Diver peers at digital compass watch looped on left arm
Digital compasses use a magnetometer to detect the earth’s magnetic field.

You need lots of practice to become a good compass navigator. Dry land practice is better than nothing, but to really master the art of underwater navigation you need to go diving, preferably in an area with minimal current. Practice choosing a point on the surface and trying to navigate to that point underwater. Once you have that down, try swimming back to where you started without surfacing. As a rule of thumb, a good navigator can swim 300 feet out and 300 feet back and arrive within 15 feet of where he started.

When you are ready for the big leagues, try swimming right-hand squares: Pick a heading and swim 100 feet, add 90° to the heading and swim 100 more feet in the new direction. Repeat this process twice more, and you should arrive back where you started. If you get a number higher than 360° at any point in your calculations, simply subtract 360° to get the heading you should use. To complete a left square, use the same procedure, but subtract 90° at each turn. If you really want to go for mastery, try swimming triangles by adding or subtracting 120° at each turn. Although you will probably never enjoy doing every dive while watching nothing but your compass, these skills provide an excellent foundation for practical navigation.

Practical Navigation

As divers, our primary navigational goals are finding some special point of interest during the dive and finding the boat or exit point at the end of the dive. Points of interest are easy because you can navigate directly to them if you know where they are and you have good instrument navigation skills. Finding the exit point, however, can be quite difficult, even for experienced divers. Since most of us usually exit the water at the same point we entered, it is a good habit to identify a prominent bottom feature near you as soon as you descend. Then look for some of the natural navigational clues that are present on nearly every dive site. Sites near beaches, for example, will typically have ripples in the sand that are parallel to the shoreline. On sites where there is a predominant direction of current flow, there are usually depressions in the sand upcurrent of solid objects and mounds of sand downcurrent. Cues such as these can keep you swimming in the right general direction and help bring you back to where you started. For example, to swim out and back perpendicular to the beach you only need to swim perpendicular to those ripples in the sand.

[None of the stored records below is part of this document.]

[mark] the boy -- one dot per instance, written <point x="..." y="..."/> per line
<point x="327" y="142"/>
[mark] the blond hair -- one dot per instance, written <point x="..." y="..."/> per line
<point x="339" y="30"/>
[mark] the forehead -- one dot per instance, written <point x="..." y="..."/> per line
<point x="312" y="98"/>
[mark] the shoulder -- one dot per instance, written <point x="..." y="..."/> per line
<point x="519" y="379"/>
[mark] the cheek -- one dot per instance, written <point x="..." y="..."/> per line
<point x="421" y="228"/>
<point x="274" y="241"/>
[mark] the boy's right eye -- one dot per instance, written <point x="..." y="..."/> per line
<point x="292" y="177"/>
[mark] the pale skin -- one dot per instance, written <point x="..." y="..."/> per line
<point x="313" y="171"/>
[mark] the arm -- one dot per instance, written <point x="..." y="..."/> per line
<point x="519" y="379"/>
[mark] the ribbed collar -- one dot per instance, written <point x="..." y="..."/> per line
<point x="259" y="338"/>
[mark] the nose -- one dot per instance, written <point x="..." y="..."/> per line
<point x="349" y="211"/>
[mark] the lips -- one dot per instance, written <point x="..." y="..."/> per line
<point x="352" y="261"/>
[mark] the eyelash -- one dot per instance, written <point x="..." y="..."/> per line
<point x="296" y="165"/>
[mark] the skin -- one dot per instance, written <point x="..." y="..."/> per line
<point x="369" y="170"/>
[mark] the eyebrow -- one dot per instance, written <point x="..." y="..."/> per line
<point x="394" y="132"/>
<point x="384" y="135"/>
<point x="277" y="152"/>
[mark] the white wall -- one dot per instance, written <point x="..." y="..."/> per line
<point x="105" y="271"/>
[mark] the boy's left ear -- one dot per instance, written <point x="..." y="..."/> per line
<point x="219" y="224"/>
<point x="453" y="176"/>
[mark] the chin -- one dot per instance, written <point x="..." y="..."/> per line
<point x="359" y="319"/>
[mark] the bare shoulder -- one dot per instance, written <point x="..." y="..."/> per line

Reef lines, debris fields from wrecks and other physical structures can also be used to navigate but should be used with caution. These features do not always proceed in uniform directions, and if there are multiple structures it is easy to get off course. However, if you note your initial direction of travel with your compass and note the time, you will be able to use your compass in addition to these physical cues to help get you back to your starting point. If you start swimming north, and after five minutes you turn 90° to the left at the huge brain coral and then swim another seven minutes, you can return to the boat by reversing your direction, swimming about six or seven minutes and looking for the brain coral where you will turn 90° to the right and swim five minutes back to the boat.

Just as diving experience teaches us to enjoy being underwater without fixating on our gauges, navigation experience teaches us to find our way around without keeping our eyes permanently glued to our compasses. By spot checking the compass when you make your usual gas, depth and time checks, you will look like an expert by arriving back at the boat every time without the hazards of surfacing repeatedly to see where you are.